The most important thing for making amazing espresso at home is high quality, fresh beans. If your beans are stale, even the best espresso machine won’t save you.

Another critical aspect for brewing great espresso is having a consistent grind size. While there are many different types of grinders out there, none can beat the consistency of burr grinders when it comes to preparing coffee for espresso.

RELATED: Ristretto Vs Espresso

The espresso extraction process

To make any kind of coffee – whether espresso, french press, or cold brew – you start with roasted coffee, grind it into small pieces, and add water. As the water hits the coffee, it extracts the flavour compounds.

The secret to espresso’s taste are the three dispersed phases of extraction:

  1. Emulsion of oil droplets
  2. Suspended solids
  3. Layer of gas bubbles or foam, forming what is known as “crema”

In espresso, because this process happens in a fairly short period of time (around 30 seconds) and uses a small amount of water, it’s important to get the variables correct.

Water acts as the solvent in the coffee extraction process.

This is why it’s essential to have the correct grind size and consistent particle size for your ground coffee beans. If you don’t grind your coffee evenly it will affect the taste and lead to over or under extraction.

In addition to grind size, the dose amount and tamping pressure can also impact the extraction process.

The history of espresso

The first espresso machine is thought to have been created by Angelo Moriondo in Turin, Italy. He was granted a patent for his steam powered coffee making machine in 1884.

However, arguably the biggest early contributor was a businessman named Luigi Bezzera. In the early 1900s, Luigi Bezzera invented a single-shot espresso maker while seeking a way to quickly brew coffee.

Luigi’s machine featured many elements that can still be seen on the espresso machines we use today.

It was based on Moriondo’s earlier model but his version used compressed steam and cold water mixed together to produce a single shot of espresso. This gave it the distinct crema that remains today as one of its defining characteristics.

Bezzera’s model became popular in Milanese cafes and soon inspired other inventors to make their own versions of the machine. One such inventor was Desiderio Pavoni who bought Bezzera’s patent in 1905. La Pavoni continues to make espresso machines to this day.

RELATED: The Best Espresso Cups

Espresso beans vs. regular coffee beans

In general, brew methods with a fast extraction time, like espresso, work best with a darker roast. In contrast, lighter roasted beans are preferred for slower brewing methods, like pour over or filter.

Espresso coffee beans tend to be roasted for a longer time at a higher temperature. This is what gives espresso its deeper roast and bolder flavours.

The roasting process allows the fats and oils within the coffee bean to break down.
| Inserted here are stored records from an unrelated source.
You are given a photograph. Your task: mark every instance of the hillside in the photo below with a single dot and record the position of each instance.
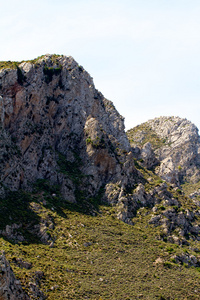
(84, 213)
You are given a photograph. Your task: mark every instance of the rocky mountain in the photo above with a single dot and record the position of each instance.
(65, 158)
(170, 143)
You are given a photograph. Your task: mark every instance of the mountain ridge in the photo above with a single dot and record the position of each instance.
(65, 157)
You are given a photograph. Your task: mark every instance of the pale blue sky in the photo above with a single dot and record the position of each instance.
(143, 55)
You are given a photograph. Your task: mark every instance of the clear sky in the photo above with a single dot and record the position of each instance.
(144, 55)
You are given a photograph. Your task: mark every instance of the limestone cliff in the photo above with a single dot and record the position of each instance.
(55, 125)
(176, 145)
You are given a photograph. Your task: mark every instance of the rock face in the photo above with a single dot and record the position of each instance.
(10, 287)
(176, 145)
(55, 125)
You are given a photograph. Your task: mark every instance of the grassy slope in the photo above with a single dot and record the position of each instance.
(119, 264)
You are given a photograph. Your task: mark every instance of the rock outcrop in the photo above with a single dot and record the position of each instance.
(56, 126)
(176, 144)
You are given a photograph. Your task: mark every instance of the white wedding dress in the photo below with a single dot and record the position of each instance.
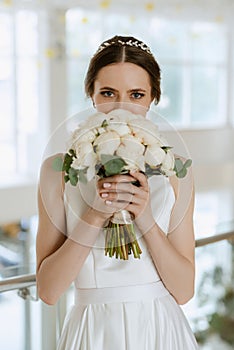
(123, 305)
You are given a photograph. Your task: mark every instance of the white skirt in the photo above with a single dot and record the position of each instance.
(144, 317)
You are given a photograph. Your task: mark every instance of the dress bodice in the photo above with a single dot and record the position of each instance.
(101, 271)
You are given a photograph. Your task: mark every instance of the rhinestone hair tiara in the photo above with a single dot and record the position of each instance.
(130, 42)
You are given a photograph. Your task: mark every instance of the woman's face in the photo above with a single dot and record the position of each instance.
(122, 85)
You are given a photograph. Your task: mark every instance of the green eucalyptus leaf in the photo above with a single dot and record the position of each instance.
(66, 178)
(166, 148)
(188, 163)
(82, 175)
(57, 163)
(182, 173)
(113, 165)
(73, 176)
(68, 159)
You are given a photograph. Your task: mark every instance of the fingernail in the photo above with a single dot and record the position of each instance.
(104, 195)
(106, 185)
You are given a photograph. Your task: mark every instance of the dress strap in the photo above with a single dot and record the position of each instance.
(120, 294)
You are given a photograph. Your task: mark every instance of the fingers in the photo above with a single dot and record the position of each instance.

The roasting process also causes the sugars within the bean to caramelize, giving the bean its distinctive flavour.

Coffee beans for espresso tend to have more chocolate or caramel accents, whereas normal coffee beans will have more fruity or citrusy accents.
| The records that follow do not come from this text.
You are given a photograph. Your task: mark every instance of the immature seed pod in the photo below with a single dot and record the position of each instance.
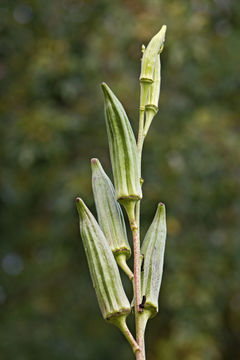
(150, 56)
(153, 251)
(123, 152)
(148, 63)
(153, 96)
(104, 272)
(110, 216)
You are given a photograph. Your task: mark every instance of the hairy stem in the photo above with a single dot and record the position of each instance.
(121, 324)
(140, 325)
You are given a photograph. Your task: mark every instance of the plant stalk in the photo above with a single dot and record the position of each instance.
(139, 316)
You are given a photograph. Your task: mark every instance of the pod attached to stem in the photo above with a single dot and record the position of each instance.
(110, 216)
(123, 153)
(111, 296)
(153, 248)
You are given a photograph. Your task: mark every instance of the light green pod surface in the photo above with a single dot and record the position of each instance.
(150, 56)
(154, 91)
(153, 248)
(153, 96)
(123, 149)
(103, 268)
(110, 216)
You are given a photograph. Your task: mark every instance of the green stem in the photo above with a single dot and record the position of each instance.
(140, 318)
(142, 322)
(121, 260)
(121, 324)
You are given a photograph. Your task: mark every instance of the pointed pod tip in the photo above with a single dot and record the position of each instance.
(94, 161)
(95, 164)
(80, 204)
(104, 87)
(107, 91)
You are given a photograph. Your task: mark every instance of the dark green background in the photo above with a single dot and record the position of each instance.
(53, 56)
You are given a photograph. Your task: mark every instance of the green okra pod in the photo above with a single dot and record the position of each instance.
(153, 96)
(153, 248)
(103, 268)
(123, 152)
(148, 63)
(110, 216)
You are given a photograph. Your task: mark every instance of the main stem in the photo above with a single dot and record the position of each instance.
(140, 324)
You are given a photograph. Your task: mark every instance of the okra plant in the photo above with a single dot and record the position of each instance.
(105, 242)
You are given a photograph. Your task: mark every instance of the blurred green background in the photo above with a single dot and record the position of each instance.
(53, 56)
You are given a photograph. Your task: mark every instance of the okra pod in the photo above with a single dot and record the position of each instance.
(123, 152)
(104, 272)
(110, 216)
(153, 251)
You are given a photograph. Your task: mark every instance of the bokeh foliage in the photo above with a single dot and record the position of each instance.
(53, 55)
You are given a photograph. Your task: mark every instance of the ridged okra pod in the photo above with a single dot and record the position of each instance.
(153, 256)
(153, 96)
(148, 63)
(123, 152)
(110, 216)
(103, 268)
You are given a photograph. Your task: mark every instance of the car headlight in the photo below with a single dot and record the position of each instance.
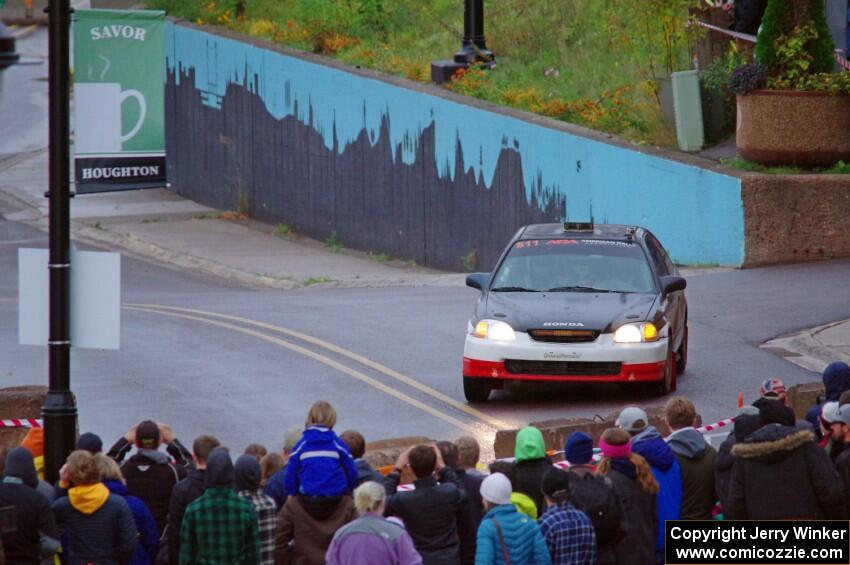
(494, 329)
(636, 333)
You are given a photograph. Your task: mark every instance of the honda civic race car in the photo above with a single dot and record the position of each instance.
(577, 302)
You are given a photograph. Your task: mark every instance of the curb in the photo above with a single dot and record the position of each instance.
(803, 349)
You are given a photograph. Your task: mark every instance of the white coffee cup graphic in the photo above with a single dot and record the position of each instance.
(97, 112)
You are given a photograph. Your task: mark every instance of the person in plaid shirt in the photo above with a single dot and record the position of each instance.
(248, 475)
(220, 527)
(568, 532)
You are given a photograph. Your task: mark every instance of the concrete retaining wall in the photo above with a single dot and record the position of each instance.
(796, 217)
(413, 170)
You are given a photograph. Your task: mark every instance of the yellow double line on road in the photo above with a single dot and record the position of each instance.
(204, 317)
(22, 32)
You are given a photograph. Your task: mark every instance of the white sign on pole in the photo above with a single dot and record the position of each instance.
(95, 298)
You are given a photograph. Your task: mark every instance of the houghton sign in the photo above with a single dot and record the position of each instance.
(119, 114)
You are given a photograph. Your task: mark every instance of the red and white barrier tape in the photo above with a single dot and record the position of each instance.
(716, 425)
(20, 423)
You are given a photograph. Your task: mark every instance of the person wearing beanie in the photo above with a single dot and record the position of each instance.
(98, 525)
(746, 422)
(785, 456)
(247, 479)
(430, 510)
(695, 456)
(648, 443)
(471, 512)
(578, 452)
(33, 513)
(775, 389)
(637, 489)
(836, 379)
(828, 416)
(841, 448)
(220, 526)
(371, 538)
(587, 489)
(506, 535)
(568, 531)
(150, 473)
(90, 442)
(531, 463)
(186, 491)
(275, 486)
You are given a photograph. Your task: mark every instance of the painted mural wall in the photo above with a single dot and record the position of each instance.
(414, 174)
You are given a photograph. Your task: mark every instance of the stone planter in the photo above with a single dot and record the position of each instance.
(785, 127)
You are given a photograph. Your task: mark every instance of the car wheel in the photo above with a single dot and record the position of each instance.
(476, 389)
(682, 353)
(667, 384)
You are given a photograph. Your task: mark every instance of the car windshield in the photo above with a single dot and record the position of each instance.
(574, 265)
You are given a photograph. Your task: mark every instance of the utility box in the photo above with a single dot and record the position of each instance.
(687, 107)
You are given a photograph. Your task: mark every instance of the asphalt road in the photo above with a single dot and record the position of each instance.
(228, 360)
(245, 365)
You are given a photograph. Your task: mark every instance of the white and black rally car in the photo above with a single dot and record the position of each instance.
(578, 302)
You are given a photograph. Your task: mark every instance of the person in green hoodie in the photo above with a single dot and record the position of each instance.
(99, 525)
(531, 464)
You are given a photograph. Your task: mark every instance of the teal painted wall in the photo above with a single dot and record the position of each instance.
(697, 213)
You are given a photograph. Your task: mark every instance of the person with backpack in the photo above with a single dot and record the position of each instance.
(505, 535)
(594, 495)
(636, 488)
(568, 531)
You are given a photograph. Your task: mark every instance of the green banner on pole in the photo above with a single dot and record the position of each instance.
(119, 99)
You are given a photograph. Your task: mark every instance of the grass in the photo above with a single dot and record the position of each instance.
(839, 168)
(575, 61)
(380, 257)
(333, 242)
(469, 261)
(310, 281)
(282, 230)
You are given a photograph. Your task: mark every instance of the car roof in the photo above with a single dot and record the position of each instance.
(599, 231)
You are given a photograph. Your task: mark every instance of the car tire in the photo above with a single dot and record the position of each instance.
(476, 389)
(682, 353)
(667, 384)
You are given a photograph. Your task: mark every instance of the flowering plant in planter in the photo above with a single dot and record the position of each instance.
(792, 109)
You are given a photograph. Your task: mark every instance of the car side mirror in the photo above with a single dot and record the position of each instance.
(671, 284)
(477, 280)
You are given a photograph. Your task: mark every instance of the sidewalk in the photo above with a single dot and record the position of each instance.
(162, 226)
(814, 348)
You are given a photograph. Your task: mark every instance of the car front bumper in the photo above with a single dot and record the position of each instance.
(525, 359)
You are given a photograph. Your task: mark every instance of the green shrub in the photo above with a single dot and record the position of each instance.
(781, 18)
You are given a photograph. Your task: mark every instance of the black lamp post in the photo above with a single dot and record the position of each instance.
(473, 50)
(60, 409)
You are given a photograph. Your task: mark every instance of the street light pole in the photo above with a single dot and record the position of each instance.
(59, 412)
(473, 47)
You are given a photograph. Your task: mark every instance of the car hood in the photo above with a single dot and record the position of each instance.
(567, 310)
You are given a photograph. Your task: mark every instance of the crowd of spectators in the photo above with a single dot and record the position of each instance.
(319, 501)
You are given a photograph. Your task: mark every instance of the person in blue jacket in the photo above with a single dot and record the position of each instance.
(148, 545)
(648, 443)
(836, 379)
(504, 532)
(320, 464)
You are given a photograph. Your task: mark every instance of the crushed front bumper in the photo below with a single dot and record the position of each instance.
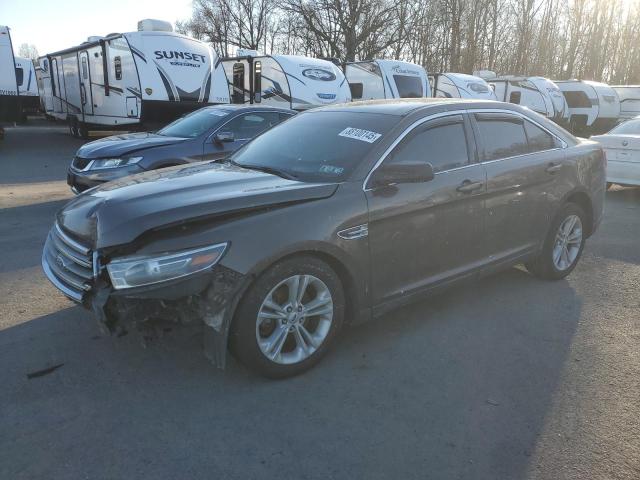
(208, 298)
How to make the perfect espresso shot

Grind Size

The grind size should be fine enough to allow for a 20-25 second extraction time.
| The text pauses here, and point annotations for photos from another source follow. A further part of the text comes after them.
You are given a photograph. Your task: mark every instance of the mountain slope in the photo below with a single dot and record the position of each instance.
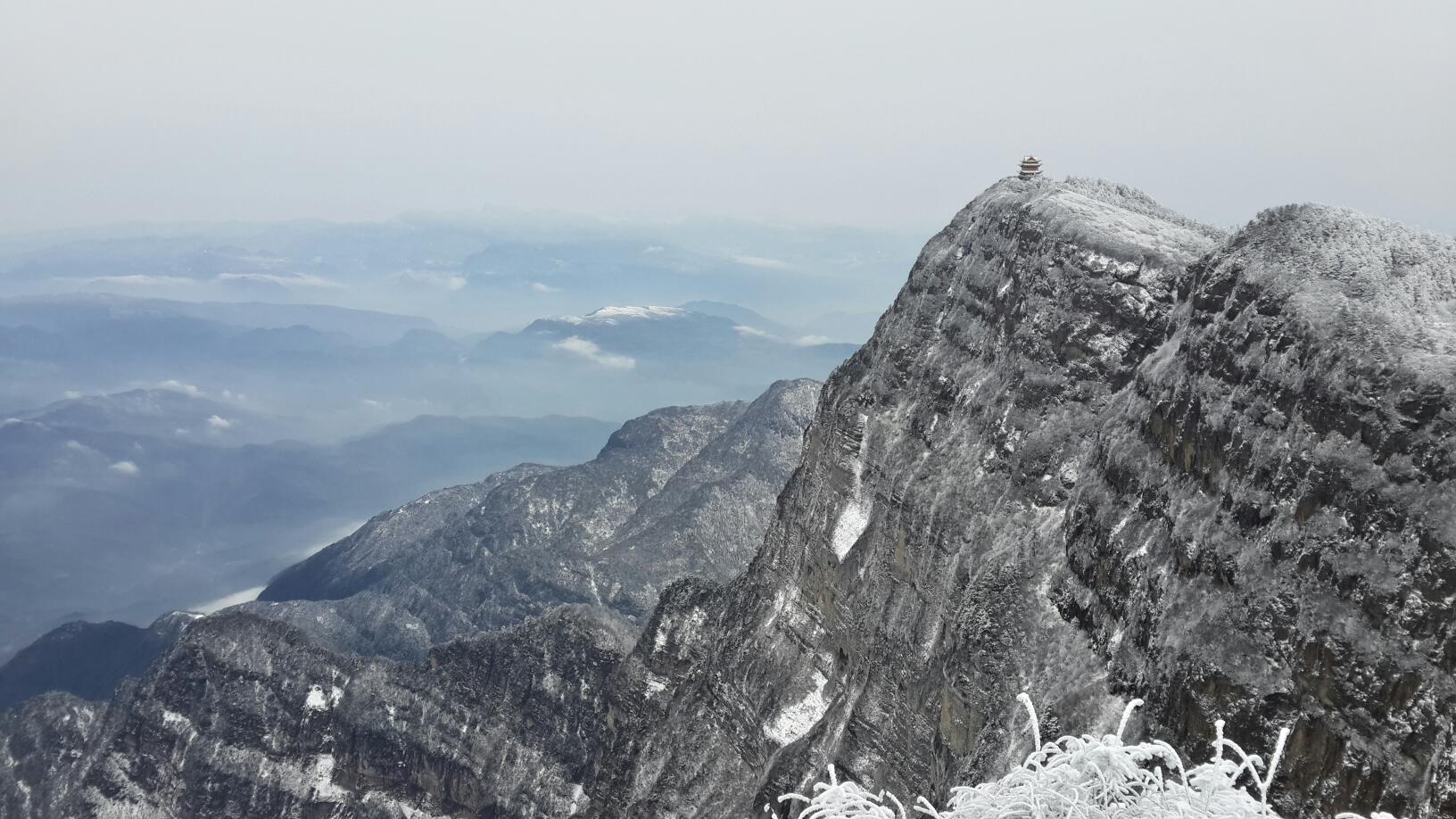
(1092, 449)
(87, 659)
(896, 609)
(677, 492)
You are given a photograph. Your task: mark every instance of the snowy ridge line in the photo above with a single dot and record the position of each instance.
(1082, 779)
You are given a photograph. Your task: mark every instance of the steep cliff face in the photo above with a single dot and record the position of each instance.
(900, 604)
(248, 717)
(1092, 451)
(1266, 526)
(680, 490)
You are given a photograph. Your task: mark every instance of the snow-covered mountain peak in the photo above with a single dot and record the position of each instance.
(615, 315)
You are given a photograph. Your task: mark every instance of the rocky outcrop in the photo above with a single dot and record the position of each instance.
(1096, 452)
(686, 490)
(1266, 529)
(900, 600)
(248, 717)
(87, 659)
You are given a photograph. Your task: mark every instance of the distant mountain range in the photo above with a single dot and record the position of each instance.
(478, 270)
(130, 504)
(347, 372)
If your espresso has an extraction time of under 20 seconds, then your grind is probably too fine.

Conversely, if it takes over 30 seconds to pull your shot, then you may need to make your grinds finer.

Tamping Pressure

Once you’ve found the right grind size, then you’ll want to make sure that you are tamping with consistent pressure.

This ensures that you will not have any channels in your puck which leads to uneven extraction.

Water Temperature

Your water temperature should be between 90 and 96 degrees Celcius at the group head.

At a hotter temperature you may end up with more extracted coffee but it may taste burnt and bitter.

Cooler temperatures, on the other hand, extract coffee at a slower rate and potentially lead to under-extraction and less flavourful espresso.